7. “Credit is what counts, not leverage. If you’re leveraged eight or 10 to one in an asset class that declines by five to 10 percent, you don’t have staying power in a mark-to-market world.”
8. “Most people who’ve accumulated a great deal of wealth haven’t had that as their goal at all. Wealth is only a by-product, not the original motivation.”
9. “The past is always triple-A. We can all remember what the past was. But if we try to make the future triple-A, we have no future. The future is always single-B.”
10. “The best credit by far, history has shown, has been the private company. Sovereign countries have defaulted 30 times as often as private companies, both domestically and foreign. Individuals default five times as often as private companies.”

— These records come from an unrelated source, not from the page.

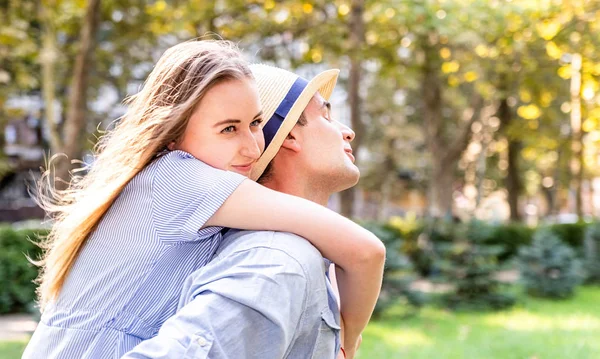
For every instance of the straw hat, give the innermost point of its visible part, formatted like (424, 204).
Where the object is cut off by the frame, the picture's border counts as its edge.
(284, 96)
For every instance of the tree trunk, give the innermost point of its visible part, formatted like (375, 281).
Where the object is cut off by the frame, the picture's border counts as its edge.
(74, 127)
(445, 153)
(513, 180)
(48, 57)
(356, 39)
(576, 136)
(441, 190)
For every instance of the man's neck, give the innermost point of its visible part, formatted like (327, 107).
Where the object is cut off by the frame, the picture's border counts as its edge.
(299, 188)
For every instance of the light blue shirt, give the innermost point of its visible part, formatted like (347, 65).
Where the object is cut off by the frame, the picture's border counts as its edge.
(127, 279)
(265, 295)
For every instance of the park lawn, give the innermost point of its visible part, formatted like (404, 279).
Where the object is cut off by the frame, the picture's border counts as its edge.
(534, 329)
(12, 349)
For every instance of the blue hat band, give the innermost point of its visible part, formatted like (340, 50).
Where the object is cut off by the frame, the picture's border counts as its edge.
(275, 122)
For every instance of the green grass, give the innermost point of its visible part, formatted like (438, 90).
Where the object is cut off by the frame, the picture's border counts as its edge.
(12, 350)
(534, 329)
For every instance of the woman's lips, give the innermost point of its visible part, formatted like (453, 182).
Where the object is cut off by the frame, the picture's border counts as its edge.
(243, 168)
(349, 153)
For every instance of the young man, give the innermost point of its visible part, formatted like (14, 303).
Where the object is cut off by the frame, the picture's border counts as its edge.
(266, 295)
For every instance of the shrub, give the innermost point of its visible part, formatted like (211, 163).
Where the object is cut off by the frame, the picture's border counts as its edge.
(16, 273)
(592, 253)
(570, 233)
(470, 265)
(398, 274)
(549, 268)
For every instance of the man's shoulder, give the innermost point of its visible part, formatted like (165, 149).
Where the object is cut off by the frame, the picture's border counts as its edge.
(291, 245)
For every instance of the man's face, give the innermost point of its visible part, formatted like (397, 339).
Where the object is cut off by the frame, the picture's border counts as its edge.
(326, 150)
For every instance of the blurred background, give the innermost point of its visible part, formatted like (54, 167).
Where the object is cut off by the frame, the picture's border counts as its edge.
(477, 133)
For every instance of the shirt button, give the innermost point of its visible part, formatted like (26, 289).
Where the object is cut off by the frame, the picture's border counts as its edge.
(201, 341)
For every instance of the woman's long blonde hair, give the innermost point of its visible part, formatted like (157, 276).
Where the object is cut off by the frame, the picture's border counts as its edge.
(156, 116)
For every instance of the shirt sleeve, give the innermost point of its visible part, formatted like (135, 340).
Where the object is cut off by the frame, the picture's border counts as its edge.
(247, 304)
(186, 192)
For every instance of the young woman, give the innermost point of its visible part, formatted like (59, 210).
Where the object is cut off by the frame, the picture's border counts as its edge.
(150, 211)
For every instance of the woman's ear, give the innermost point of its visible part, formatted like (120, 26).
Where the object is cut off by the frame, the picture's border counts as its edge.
(292, 142)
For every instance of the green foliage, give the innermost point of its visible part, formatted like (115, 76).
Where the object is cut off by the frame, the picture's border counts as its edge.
(16, 273)
(398, 272)
(470, 265)
(592, 253)
(549, 268)
(571, 234)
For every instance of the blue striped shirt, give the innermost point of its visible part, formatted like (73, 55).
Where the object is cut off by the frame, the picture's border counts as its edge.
(265, 295)
(128, 276)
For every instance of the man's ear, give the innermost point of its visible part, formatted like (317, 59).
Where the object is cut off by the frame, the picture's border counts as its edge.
(292, 142)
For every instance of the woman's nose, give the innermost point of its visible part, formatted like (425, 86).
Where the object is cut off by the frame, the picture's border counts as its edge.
(251, 147)
(347, 133)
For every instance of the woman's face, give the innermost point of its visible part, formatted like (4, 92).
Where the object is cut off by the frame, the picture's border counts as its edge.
(225, 129)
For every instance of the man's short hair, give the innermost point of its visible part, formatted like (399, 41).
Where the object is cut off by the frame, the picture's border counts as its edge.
(266, 176)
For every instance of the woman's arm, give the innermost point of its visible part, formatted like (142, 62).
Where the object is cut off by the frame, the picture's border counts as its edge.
(358, 254)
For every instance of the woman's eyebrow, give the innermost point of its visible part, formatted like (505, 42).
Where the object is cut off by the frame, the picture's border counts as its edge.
(232, 121)
(229, 121)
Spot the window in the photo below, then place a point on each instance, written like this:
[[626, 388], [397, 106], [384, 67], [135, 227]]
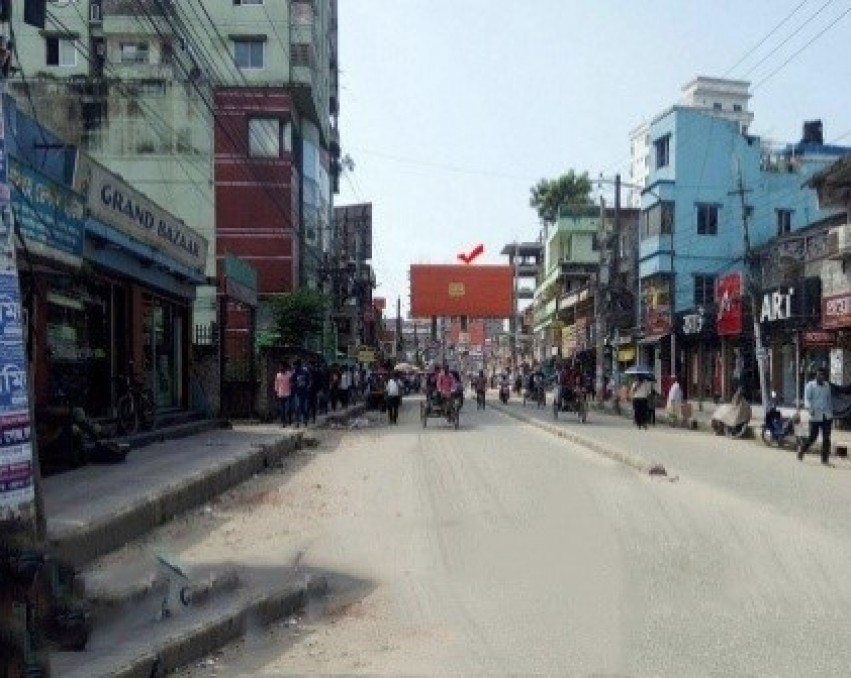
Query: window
[[663, 151], [268, 137], [707, 219], [134, 52], [61, 51], [784, 222], [704, 289], [248, 53], [658, 220]]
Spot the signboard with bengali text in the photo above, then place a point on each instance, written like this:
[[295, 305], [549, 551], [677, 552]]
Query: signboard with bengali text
[[16, 458]]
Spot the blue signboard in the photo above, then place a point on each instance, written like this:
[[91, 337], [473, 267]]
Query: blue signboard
[[51, 217]]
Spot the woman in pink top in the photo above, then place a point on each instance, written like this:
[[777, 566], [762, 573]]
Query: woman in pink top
[[283, 391]]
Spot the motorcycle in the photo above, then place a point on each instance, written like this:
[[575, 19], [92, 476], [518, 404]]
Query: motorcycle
[[777, 429], [732, 419], [504, 392]]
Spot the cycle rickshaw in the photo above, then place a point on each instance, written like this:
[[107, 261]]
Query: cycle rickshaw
[[570, 399], [441, 408]]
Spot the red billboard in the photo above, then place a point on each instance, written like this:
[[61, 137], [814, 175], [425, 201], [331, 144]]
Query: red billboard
[[450, 290], [728, 299]]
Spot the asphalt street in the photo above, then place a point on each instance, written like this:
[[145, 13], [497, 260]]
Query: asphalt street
[[502, 548]]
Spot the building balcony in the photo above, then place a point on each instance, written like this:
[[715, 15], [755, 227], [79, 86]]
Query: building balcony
[[527, 270], [572, 270]]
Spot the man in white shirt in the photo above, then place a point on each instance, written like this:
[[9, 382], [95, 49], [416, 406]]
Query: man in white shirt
[[392, 398], [675, 399], [819, 403]]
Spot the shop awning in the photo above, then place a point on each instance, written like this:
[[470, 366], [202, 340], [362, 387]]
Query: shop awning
[[626, 354], [652, 339]]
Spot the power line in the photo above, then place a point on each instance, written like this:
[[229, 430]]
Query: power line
[[804, 47], [789, 37], [764, 38]]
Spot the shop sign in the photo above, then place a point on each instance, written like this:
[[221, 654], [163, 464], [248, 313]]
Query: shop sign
[[728, 298], [114, 202], [819, 339], [51, 217], [836, 311], [16, 486], [657, 299], [695, 323], [792, 305], [16, 453]]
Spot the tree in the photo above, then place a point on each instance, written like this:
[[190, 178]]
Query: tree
[[298, 314], [548, 195]]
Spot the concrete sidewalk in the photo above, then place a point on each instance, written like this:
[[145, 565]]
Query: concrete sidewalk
[[701, 417], [97, 509]]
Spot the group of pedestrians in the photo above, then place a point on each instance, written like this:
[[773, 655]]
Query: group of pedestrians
[[304, 390]]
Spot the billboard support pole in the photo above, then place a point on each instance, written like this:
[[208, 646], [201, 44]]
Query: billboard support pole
[[516, 320]]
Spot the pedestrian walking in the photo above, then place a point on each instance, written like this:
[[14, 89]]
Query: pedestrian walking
[[345, 386], [334, 388], [283, 392], [301, 393], [393, 397], [819, 403], [641, 390]]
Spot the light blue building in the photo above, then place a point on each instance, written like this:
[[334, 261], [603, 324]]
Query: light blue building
[[708, 179]]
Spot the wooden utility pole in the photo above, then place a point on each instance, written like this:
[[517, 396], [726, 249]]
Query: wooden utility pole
[[22, 521], [600, 305], [752, 288]]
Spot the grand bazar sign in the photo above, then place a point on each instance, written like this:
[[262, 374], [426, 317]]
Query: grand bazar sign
[[114, 202]]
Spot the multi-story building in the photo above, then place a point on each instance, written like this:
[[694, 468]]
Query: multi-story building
[[718, 97], [525, 258], [714, 192], [580, 251], [224, 112], [117, 80]]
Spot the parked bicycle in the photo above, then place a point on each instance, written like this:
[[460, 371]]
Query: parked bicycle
[[135, 407]]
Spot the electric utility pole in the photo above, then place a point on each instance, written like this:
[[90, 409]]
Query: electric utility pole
[[752, 290], [22, 521], [600, 305]]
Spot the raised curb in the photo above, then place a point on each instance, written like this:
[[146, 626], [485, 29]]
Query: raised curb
[[634, 461], [80, 545], [184, 648]]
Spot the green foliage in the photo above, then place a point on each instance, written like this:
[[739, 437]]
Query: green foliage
[[298, 315], [548, 195]]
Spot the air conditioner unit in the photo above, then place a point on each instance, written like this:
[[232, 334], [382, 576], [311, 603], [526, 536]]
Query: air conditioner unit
[[839, 242]]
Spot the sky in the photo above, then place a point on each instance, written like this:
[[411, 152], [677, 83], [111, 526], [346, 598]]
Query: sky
[[451, 110]]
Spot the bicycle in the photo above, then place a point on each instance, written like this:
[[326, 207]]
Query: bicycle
[[135, 407]]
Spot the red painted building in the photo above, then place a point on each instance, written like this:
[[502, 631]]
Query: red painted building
[[257, 184]]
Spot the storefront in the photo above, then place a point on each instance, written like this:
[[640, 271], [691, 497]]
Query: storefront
[[656, 303], [699, 352], [787, 314], [151, 262], [98, 296], [729, 369]]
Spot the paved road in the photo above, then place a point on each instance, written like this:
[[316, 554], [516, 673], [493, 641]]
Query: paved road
[[501, 548]]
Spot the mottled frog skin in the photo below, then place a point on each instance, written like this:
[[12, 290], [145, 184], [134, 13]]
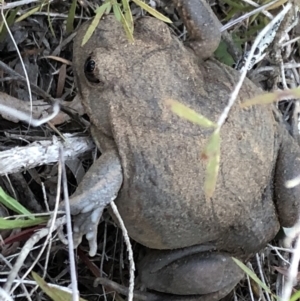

11. “The year 1974 taught me that leverage can decimate even the best company when its access to capital is cut off. It also taught me that most people have short memories. That’s why most financial people have five-year careers – one market cycle.” “Bankruptcy isn’t an end. It’s an opportunity to build a more suitable financial structure.’”
12. “You get full points for telling me things before they happen, not afterward.” (said to Myron Scholes at the 2008 Milken Conference). “Interest rates are never predictable. The idea of borrowing short and lending long is simply not a business.”